Buenos Aires, 7 Jan. (askanews) -“Lea, run!”. These are the last words he heard his mother say upon arrival in the Auschwitz-Birkenau concentration camp. Holocaust survivor Lea Zajac de Novera, now 98 years oldin a long interview with AFP in his home in Buenos Aires, talks about that day in which he lost his entire family, while January 27 marks the 80th anniversary of the liberation of the Nazi camps.
“He shouted to me ‘Lea, run!’. AND I saw my aunt running. I ran after her. They hadn’t selected me because I hadn’t turned 18 yet and I could not be sent to the labor camp. I slipped… into that pandemonium,” recalls the lively former history teacher with an iron memory showing the identification number tattooed on his arm.
“Children and mothers were screaming, looking for each other… I managed to dodge everything. I ran after my aunt and stood next to her.”
Lea was born on December 31, 1926 in Michalowoa city in the province of Bialystok, Poland. At the outbreak of the war he lived with his family under Soviet occupation until 1942, when they were relocated to the Pruzhany ghetto. In 1943, she was deported to the Auschwitz-Birkenau concentration camp.

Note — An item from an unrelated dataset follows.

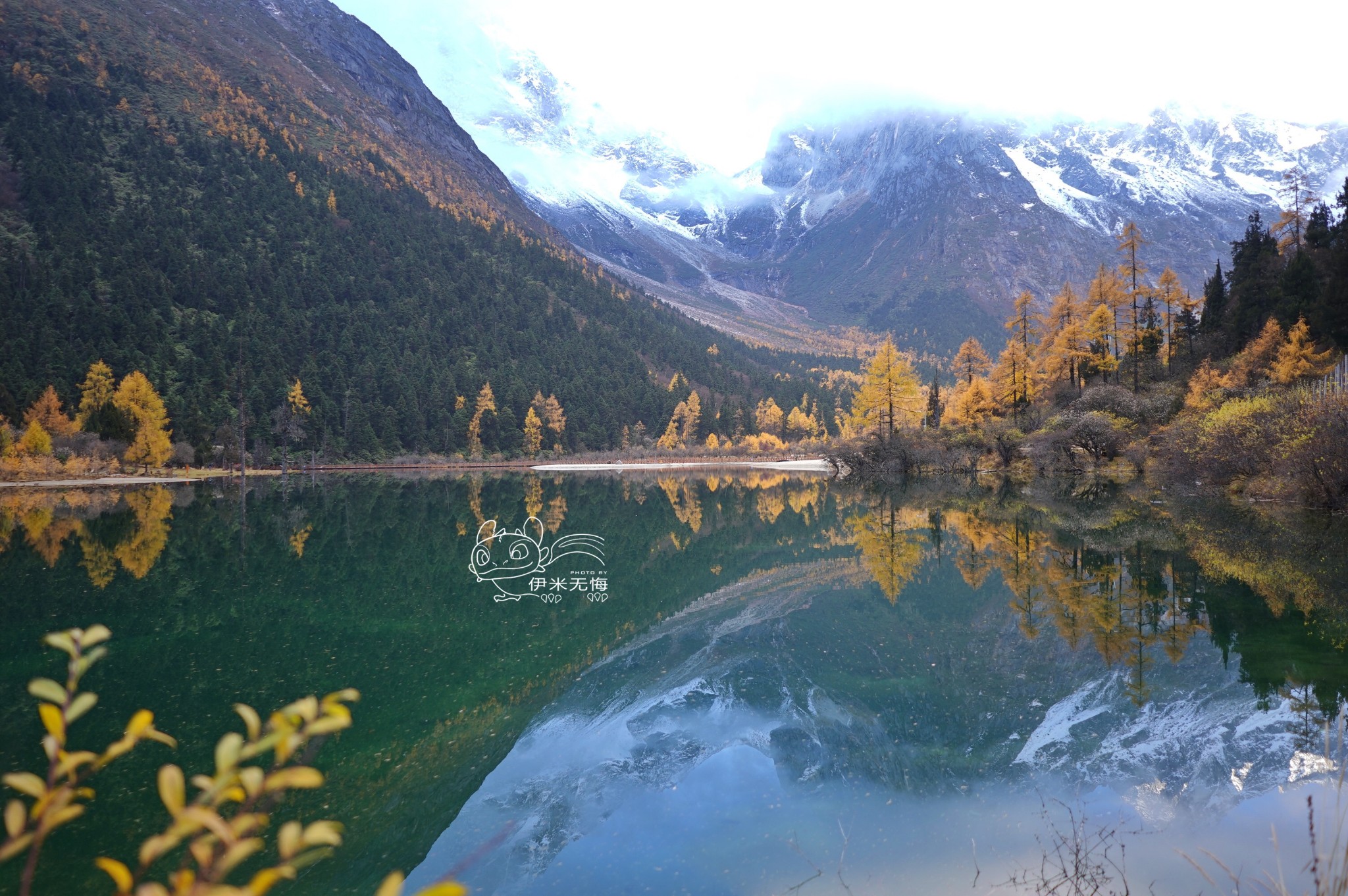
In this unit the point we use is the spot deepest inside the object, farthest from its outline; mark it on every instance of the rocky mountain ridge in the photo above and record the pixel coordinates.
(910, 220)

The little sister, however, didn’t make it: “My little sister saw me running and started chasing me, but they saw her, beat her and put her in the truck. They took her away along with our entire family. And I stayed there. I will never forget the last look of my mother.”
At Auschwitz, he worked collecting rubble and sorting the clothes of those killed in the gas chambers. Then, remember, she was freed on 23 April 1945 near the Elbe river which she was supposed to cross.
“It is important for you, for all of us, for our great-grandchildren, ensure that something like this never happens again, because it could happen“, he warns, recalling that messiahs like Hitler arrive especially during periods of economic crisis.